Coger lo que la señora Naturaleza ofrece a veces puede ser mejor que jugar a
ser la propia naturaleza. Siempre está planeando la duda sobre qué será mejor
ante la disyuntiva que muchas veces se plantea entre la idoneidad de ingerir
productos lácteos o la inclinación más sofisticada por engullir suplementos
vitamínicos que suplan esa parte de la dieta. "Hay que mirar el ejemplo de la
leche materna. Uno de los condicionantes para una buena absorción del
calcio
es estar precisamente unido a la lactosa, integrado en el sistema ecológico de
la leche. Como mejor se absorbe el calcio y la
vitamina D es en el sistema ecológico de la leche y con la lactosa incluida.
Hay gente que es intolerante a la lactosa y prefiere tomar preparados de calcio.
Depende de casos así, pero si no, hay que apostar por sistemas ecológicos de
alimentos naturales".
A pesar de todas las propiedades que se van atribuyendo a golpe de estudio a los
productos lácteos, Sastre todavía cree que el filón se tiene que explotar más.
La cantera se puede barrenar más sin miedo a agotarla o a hacer estudios sobre
un terreno científico que pueda parecer baldío o agotado. "Aunque hay muchos
trabajos sobre el tema, hasta ahora no se había tratado como un asunto que
mereciera investigaciones. Toda la investigación sobre nutrición es
relativamente moderna. Aunque los descubrimientos de ciencia nutricional ya se
remontan al siglo XIX, el análisis pormenorizado y la influencia sobre la
biología humana de determinados nutrientes está ahora en plena expansión; se
habla incluso de alimentos funcionales y ahí están los transgénicos".

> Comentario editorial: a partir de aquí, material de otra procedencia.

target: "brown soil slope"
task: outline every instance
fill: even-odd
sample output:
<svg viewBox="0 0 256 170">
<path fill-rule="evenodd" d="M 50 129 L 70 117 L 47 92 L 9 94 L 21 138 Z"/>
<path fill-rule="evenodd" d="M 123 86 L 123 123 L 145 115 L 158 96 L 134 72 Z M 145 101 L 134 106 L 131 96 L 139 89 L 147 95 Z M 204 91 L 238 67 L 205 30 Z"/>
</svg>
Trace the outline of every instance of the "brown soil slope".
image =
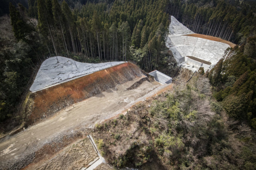
<svg viewBox="0 0 256 170">
<path fill-rule="evenodd" d="M 142 75 L 136 65 L 125 63 L 31 93 L 24 109 L 26 125 Z"/>
<path fill-rule="evenodd" d="M 224 40 L 221 38 L 218 38 L 217 37 L 214 37 L 213 36 L 210 36 L 210 35 L 204 35 L 203 34 L 187 34 L 185 35 L 186 36 L 190 36 L 191 37 L 198 37 L 198 38 L 204 38 L 204 39 L 207 39 L 210 40 L 212 40 L 213 41 L 218 41 L 218 42 L 223 42 L 223 43 L 225 43 L 229 45 L 230 47 L 232 48 L 234 48 L 235 46 L 236 46 L 236 44 L 234 43 L 232 43 L 231 42 L 228 41 L 226 40 Z"/>
</svg>

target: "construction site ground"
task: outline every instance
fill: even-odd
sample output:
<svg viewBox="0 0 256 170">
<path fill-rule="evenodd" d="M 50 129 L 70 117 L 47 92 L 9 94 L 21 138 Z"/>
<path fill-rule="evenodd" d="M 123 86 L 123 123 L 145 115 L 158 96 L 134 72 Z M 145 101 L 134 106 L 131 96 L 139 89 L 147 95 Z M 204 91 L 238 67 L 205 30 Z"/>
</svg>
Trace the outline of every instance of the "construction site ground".
<svg viewBox="0 0 256 170">
<path fill-rule="evenodd" d="M 234 44 L 234 43 L 232 43 L 232 42 L 230 41 L 224 40 L 224 39 L 222 39 L 221 38 L 218 38 L 218 37 L 215 37 L 213 36 L 211 36 L 210 35 L 204 35 L 203 34 L 195 33 L 187 34 L 186 35 L 185 35 L 186 36 L 190 36 L 191 37 L 197 37 L 198 38 L 204 38 L 204 39 L 207 39 L 213 41 L 223 42 L 223 43 L 225 43 L 229 45 L 229 46 L 232 48 L 234 48 L 234 47 L 236 46 L 236 44 Z"/>
<path fill-rule="evenodd" d="M 161 85 L 151 80 L 150 82 L 143 81 L 134 89 L 126 90 L 145 77 L 137 77 L 63 109 L 50 118 L 29 127 L 12 136 L 2 139 L 0 143 L 0 167 L 2 167 L 0 169 L 18 169 L 26 167 L 32 162 L 37 165 L 38 169 L 58 169 L 58 167 L 66 166 L 59 162 L 55 164 L 54 167 L 51 166 L 49 163 L 46 163 L 46 160 L 52 159 L 55 154 L 59 153 L 60 150 L 70 145 L 69 149 L 65 149 L 65 152 L 61 151 L 63 153 L 59 153 L 60 155 L 55 158 L 55 160 L 68 158 L 69 154 L 67 153 L 76 149 L 75 147 L 70 147 L 70 143 L 75 141 L 76 139 L 81 139 L 85 136 L 86 132 L 79 131 L 81 128 L 93 127 L 96 122 L 125 112 L 133 105 L 157 94 L 158 92 L 170 86 Z M 58 140 L 54 141 L 56 140 L 53 139 L 56 138 Z M 52 141 L 54 142 L 49 143 Z M 76 143 L 75 146 L 80 146 L 79 150 L 82 150 L 85 149 L 84 146 L 87 144 L 86 140 L 82 141 Z M 61 144 L 59 144 L 61 143 Z M 58 146 L 59 144 L 61 146 Z M 47 152 L 48 150 L 50 153 L 44 152 Z M 90 153 L 89 150 L 85 152 Z M 80 152 L 78 154 L 82 156 Z M 88 161 L 93 159 L 93 155 L 92 154 L 91 158 L 88 158 Z M 44 162 L 42 162 L 44 158 Z M 86 164 L 86 162 L 84 161 L 83 164 Z M 71 164 L 78 164 L 76 162 L 77 160 L 70 161 Z M 37 162 L 38 164 L 37 164 Z M 82 164 L 81 163 L 81 166 L 79 168 L 84 167 L 84 165 Z M 39 164 L 43 166 L 38 166 Z M 73 168 L 75 167 L 79 168 L 78 167 L 73 167 Z"/>
</svg>

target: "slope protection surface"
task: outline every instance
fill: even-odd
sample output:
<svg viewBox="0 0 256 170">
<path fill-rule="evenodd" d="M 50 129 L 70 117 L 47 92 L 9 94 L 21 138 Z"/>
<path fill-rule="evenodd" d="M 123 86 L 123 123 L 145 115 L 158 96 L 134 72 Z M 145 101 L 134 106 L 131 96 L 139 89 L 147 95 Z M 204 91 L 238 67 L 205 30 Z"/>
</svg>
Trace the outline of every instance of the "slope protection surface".
<svg viewBox="0 0 256 170">
<path fill-rule="evenodd" d="M 44 61 L 29 90 L 35 92 L 52 85 L 123 63 L 123 62 L 91 64 L 58 56 Z"/>
<path fill-rule="evenodd" d="M 230 46 L 227 44 L 186 35 L 194 33 L 171 17 L 169 34 L 166 46 L 172 52 L 178 64 L 193 71 L 203 66 L 205 70 L 210 69 L 221 59 L 226 50 Z M 194 57 L 189 57 L 192 56 Z M 198 60 L 192 59 L 197 58 Z M 201 62 L 207 62 L 206 64 Z"/>
</svg>

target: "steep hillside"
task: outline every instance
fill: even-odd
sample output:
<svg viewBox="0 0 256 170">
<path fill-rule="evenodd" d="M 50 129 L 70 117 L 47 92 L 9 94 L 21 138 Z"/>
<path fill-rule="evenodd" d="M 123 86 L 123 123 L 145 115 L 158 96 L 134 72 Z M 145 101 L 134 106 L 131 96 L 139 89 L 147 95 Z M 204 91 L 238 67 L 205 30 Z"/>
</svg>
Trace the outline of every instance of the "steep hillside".
<svg viewBox="0 0 256 170">
<path fill-rule="evenodd" d="M 227 41 L 223 43 L 216 38 L 213 41 L 209 37 L 191 36 L 193 33 L 171 16 L 166 45 L 172 51 L 178 65 L 194 71 L 201 66 L 205 71 L 210 70 L 230 46 Z"/>
<path fill-rule="evenodd" d="M 52 59 L 50 59 L 50 60 Z M 37 77 L 36 77 L 36 84 L 37 84 L 39 83 L 38 77 L 41 77 L 40 71 L 47 67 L 46 63 L 48 64 L 48 66 L 50 68 L 49 70 L 52 68 L 52 65 L 54 65 L 54 63 L 53 64 L 51 62 L 47 62 L 47 61 L 44 64 L 43 63 L 43 69 L 40 68 L 39 70 Z M 121 63 L 121 64 L 30 93 L 26 100 L 27 102 L 23 111 L 24 115 L 26 117 L 26 126 L 32 125 L 41 119 L 53 115 L 58 111 L 66 106 L 101 93 L 117 84 L 131 80 L 137 77 L 141 77 L 142 75 L 139 68 L 133 64 L 122 62 L 116 63 Z M 80 64 L 82 65 L 82 64 Z M 70 71 L 70 70 L 67 71 L 65 68 L 59 66 L 60 65 L 61 65 L 61 64 L 57 65 L 58 67 L 60 67 L 61 69 L 62 69 L 62 72 L 66 72 L 66 75 L 72 74 L 72 71 Z M 91 68 L 92 65 L 87 65 L 87 66 L 81 68 L 83 68 L 85 71 L 89 70 L 89 68 Z M 111 65 L 108 65 L 107 63 L 107 64 L 104 65 L 106 67 Z M 72 65 L 72 67 L 75 66 L 75 65 Z M 96 67 L 96 66 L 94 66 Z M 59 75 L 56 75 L 55 77 L 52 75 L 46 74 L 47 78 L 50 79 L 52 77 L 58 80 L 59 77 L 65 77 L 65 74 L 60 75 L 61 72 L 58 73 L 58 69 L 53 70 L 55 73 L 52 73 L 52 74 L 57 75 L 58 73 Z M 95 68 L 94 70 L 95 70 Z M 91 71 L 90 71 L 92 72 Z M 82 72 L 81 72 L 82 73 Z M 72 77 L 72 76 L 71 76 Z M 47 80 L 43 79 L 42 80 L 45 83 L 52 83 Z M 32 85 L 30 89 L 37 89 L 37 87 L 38 86 Z"/>
</svg>

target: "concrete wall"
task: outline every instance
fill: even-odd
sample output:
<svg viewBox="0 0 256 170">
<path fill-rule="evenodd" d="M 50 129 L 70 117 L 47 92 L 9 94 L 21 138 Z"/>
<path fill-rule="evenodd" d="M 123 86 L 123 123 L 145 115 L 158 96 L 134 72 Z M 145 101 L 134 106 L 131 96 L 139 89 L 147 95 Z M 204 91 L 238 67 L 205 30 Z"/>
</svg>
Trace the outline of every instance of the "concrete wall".
<svg viewBox="0 0 256 170">
<path fill-rule="evenodd" d="M 148 74 L 154 77 L 155 81 L 163 84 L 170 83 L 171 83 L 172 79 L 172 78 L 157 70 L 150 72 Z"/>
<path fill-rule="evenodd" d="M 141 77 L 136 65 L 124 63 L 31 93 L 23 111 L 26 126 L 53 115 L 66 107 L 101 93 L 117 84 Z"/>
</svg>

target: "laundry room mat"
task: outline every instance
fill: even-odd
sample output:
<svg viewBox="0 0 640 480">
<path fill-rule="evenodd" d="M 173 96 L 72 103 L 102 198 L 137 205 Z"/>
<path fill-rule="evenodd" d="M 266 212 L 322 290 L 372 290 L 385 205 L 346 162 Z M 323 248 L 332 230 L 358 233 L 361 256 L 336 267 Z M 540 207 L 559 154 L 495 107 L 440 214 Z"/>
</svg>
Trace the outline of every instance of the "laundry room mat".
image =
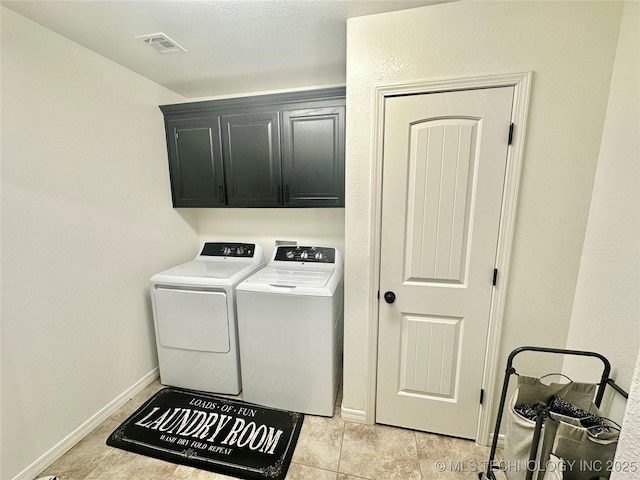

Cuando medio mundo se está acostumbrando a poner la coletilla de transgénico a
cualquier alimento, las vacas y las ovejas no podían quedar impertérritas ante
la llegada de lo transgénico. Los productos lácteos no van a escapar a su poder
de seducción, pero ¿cómo resultará? "Si contestara taxativamente me habría
adelantado a todos los sabios, ya que ninguno se ha pronunciado".